Troisième Hellfest d’affilée et la tradition perdure, toute la semaine précédente, le frémissement sur whatsapp, les préparatifs, la checklist et les retrouvailles annuelles la veille de partir, avec le gros apéro barbecue, ti-punch etc. On se fait notre prog’, sachant que le noyau dur est plutôt mainstream et va osciller entre les deux grandes scènes et moi, je suis plutôt warzone et je vais me balader partout.

Photo : Benoit PLatton

Pour le vendredi, le plus dur est d’arriver à une heure qui nous ferait pas trop perdre d’artistes.

La réalité est tout autre, ce vendredi vers 15h, les portes de l’enfer s’ouvre pour moi et je rate Hard-Ons, groupe australien de ma jeunesse. C’est grâce au HF cela dit que j’ai appris qu’ils étaient toujours vivants, ma lâcheté fut de les avoir abandonné au bord d’une route.

Ce n’est pas si grave, il y a Rose Tattoo, dinosaure encore plus ancien qui va commencer son show sur la Main Stage 1. Ah, dans mon souvenir c’était plus rentre dedans, une mollesse toute relative, Angry Anderson a du mal avec sa voix rock-ailleuse.

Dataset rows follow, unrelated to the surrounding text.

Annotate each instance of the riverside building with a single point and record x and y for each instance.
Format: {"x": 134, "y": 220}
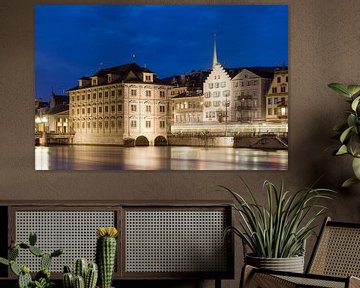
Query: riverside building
{"x": 120, "y": 105}
{"x": 277, "y": 97}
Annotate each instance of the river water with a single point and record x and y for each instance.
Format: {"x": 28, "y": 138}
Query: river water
{"x": 78, "y": 157}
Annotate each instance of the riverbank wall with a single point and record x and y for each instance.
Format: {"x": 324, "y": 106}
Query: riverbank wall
{"x": 257, "y": 142}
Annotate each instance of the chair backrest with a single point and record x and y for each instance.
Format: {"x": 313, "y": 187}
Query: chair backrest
{"x": 337, "y": 251}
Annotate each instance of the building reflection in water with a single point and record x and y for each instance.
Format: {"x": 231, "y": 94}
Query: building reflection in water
{"x": 157, "y": 158}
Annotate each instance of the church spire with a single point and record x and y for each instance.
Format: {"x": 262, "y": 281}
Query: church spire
{"x": 215, "y": 62}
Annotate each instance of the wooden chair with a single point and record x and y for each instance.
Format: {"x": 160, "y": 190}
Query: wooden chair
{"x": 335, "y": 262}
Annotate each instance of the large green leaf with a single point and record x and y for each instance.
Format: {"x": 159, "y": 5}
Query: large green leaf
{"x": 351, "y": 120}
{"x": 355, "y": 103}
{"x": 353, "y": 89}
{"x": 342, "y": 150}
{"x": 356, "y": 167}
{"x": 345, "y": 134}
{"x": 349, "y": 182}
{"x": 354, "y": 145}
{"x": 341, "y": 89}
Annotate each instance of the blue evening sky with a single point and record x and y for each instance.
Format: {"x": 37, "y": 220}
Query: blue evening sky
{"x": 72, "y": 41}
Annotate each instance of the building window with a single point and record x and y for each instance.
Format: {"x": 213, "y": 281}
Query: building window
{"x": 207, "y": 104}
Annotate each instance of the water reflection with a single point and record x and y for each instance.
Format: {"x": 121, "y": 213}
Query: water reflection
{"x": 157, "y": 158}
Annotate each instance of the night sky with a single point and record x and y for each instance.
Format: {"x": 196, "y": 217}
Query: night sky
{"x": 72, "y": 41}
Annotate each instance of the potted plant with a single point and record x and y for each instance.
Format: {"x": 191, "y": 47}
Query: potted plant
{"x": 348, "y": 133}
{"x": 42, "y": 278}
{"x": 275, "y": 234}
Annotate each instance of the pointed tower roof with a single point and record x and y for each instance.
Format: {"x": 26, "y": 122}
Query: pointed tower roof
{"x": 215, "y": 61}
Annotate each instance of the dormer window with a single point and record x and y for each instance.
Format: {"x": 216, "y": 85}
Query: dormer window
{"x": 148, "y": 77}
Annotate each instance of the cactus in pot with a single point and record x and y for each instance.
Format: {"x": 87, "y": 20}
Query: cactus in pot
{"x": 42, "y": 278}
{"x": 106, "y": 254}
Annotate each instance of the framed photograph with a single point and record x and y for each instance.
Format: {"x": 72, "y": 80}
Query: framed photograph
{"x": 161, "y": 87}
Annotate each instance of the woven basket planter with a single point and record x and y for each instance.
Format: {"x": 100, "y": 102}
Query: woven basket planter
{"x": 291, "y": 264}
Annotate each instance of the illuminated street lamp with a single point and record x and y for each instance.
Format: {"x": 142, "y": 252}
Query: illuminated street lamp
{"x": 40, "y": 123}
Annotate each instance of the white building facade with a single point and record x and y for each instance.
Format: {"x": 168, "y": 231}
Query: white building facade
{"x": 120, "y": 103}
{"x": 219, "y": 104}
{"x": 249, "y": 88}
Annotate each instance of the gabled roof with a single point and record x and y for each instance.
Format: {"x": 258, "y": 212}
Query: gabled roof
{"x": 187, "y": 95}
{"x": 131, "y": 72}
{"x": 58, "y": 109}
{"x": 193, "y": 79}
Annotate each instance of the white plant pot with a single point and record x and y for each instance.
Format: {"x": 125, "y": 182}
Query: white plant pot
{"x": 291, "y": 264}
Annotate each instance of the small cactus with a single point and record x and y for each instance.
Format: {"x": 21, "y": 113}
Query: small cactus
{"x": 80, "y": 267}
{"x": 91, "y": 276}
{"x": 106, "y": 254}
{"x": 13, "y": 253}
{"x": 32, "y": 239}
{"x": 24, "y": 278}
{"x": 42, "y": 278}
{"x": 45, "y": 261}
{"x": 79, "y": 282}
{"x": 68, "y": 280}
{"x": 84, "y": 274}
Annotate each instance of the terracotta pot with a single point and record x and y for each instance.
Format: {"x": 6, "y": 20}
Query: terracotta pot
{"x": 291, "y": 264}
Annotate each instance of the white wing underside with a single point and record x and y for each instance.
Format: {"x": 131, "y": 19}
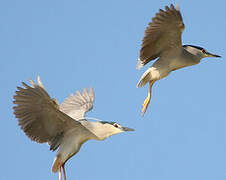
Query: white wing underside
{"x": 77, "y": 105}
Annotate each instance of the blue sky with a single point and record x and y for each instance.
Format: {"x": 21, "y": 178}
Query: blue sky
{"x": 75, "y": 44}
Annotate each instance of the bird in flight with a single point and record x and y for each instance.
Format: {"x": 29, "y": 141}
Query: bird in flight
{"x": 63, "y": 127}
{"x": 162, "y": 41}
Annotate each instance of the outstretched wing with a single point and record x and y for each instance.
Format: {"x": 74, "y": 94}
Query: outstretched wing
{"x": 77, "y": 105}
{"x": 162, "y": 34}
{"x": 39, "y": 115}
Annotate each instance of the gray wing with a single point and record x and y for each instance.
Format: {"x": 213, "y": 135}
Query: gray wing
{"x": 39, "y": 115}
{"x": 77, "y": 105}
{"x": 162, "y": 34}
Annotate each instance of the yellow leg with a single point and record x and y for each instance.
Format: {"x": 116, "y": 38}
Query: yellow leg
{"x": 148, "y": 98}
{"x": 60, "y": 175}
{"x": 64, "y": 172}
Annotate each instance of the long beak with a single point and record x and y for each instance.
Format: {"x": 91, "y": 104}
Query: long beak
{"x": 212, "y": 55}
{"x": 127, "y": 129}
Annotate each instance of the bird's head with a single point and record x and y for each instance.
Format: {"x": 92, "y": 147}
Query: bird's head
{"x": 199, "y": 51}
{"x": 104, "y": 129}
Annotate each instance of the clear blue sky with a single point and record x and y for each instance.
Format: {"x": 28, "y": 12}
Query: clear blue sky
{"x": 75, "y": 44}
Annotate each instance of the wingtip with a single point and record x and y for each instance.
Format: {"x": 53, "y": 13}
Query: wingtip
{"x": 40, "y": 82}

Deux ou trois lampées de whiskey et ça à l’air d’aller mieux, mais décidément moi je ne rentre pas dedans. Deuxième déception de la journée.

Je fais un habile demi-tour pour me retrouver devant la Main Stage 2 afin d’attendre Converge.
Je découvre le nouveau bar sur la route, en jetant un coup d’oeil à l’intérieur, je vois les fameux tuyaux qui sortent des pipelines de bière. Aussi en mode découverte, les briques autobloquantes de la fosse des mainstages pour, au final, moins de poussières, mais bien évidemment, enfin je le suppose, un nombre d’ecchymoses en augmentation.

Pour Converge et plus tard Meshuggah, le réglage sonore est parfait, cela contraste fortement avec un festival parisien au son absolument dégueulasse connu la semaine précédente, hum hum. Vendredi, c’est vraiment découverte pour moi, les 2 artistes cités plus haut, je ne les avais jamais vu, j’ai préféré, vous l’aurez deviné, Converge.

Entre temps, j’ai pu retourner voir Burning Heads, toujours très efficace sur scène, cette Warzone toujours aussi bien aménagée. J’avais déjà fêté les 30 ans du groupe l’année dernière au festival sur les pointes. Pendant le concert, j’étais près des crashes et à coté de moi, des gars avaient l’air au taquet, surtout un très facile à repérer avec ses grandes chaussettes de basketteurs noires et blanches. Le futur me dira qu’il s’agissait de certains membres de Uncommenmenfrommars.

L’attraction de la semaine était pour la plupart, visiblement, Hollywood Vampires, groupe de Johnny Depp et de ces potes. Alors pourtant pas adepte du concert de 20h et des brouettes sur les grandes scènes, je me suis fait violence. J’ai attendu dans la fosse, le concert a commencé, la foule à acclamer le bellâtre et a presqu’oublié qu’il y avait la légende Alice Cooper à ses côtés.

Après la reprise de Spirit, “I Got the Line on You”, j’ai décidé que c’était suffisant et je suis parti vers le Temple. Le problème que je n’étais pas seul sur le coup et le manque de courage aidant, je pliai bagage après 4 minutes de Sólstafir, pour retourner à la Warzone.

Photo : Florent Dié

Svinkels remplaçant de 7 Seconds, groupe qui a spitté 3 mois avant, après presque 30 ans d’existence, fait le boulot, a une petite pensée pour Limp Bizkit et finit en beauté, toutes guitares dehors avec “Réveille le Punk”.

Rien de tel pour finir la journée de délecter d’un concert de Bad Religion, un grand moment. Et quand Rise Against balance sa musique, l’heure du départ arrive.

Artistes picorés pendant la journée, Steven Wilson, A Perfect Circle et Europe, dont la magie m’a fait juste entendre « The Final Countdown », pile au moment où la gendarmerie passait par là.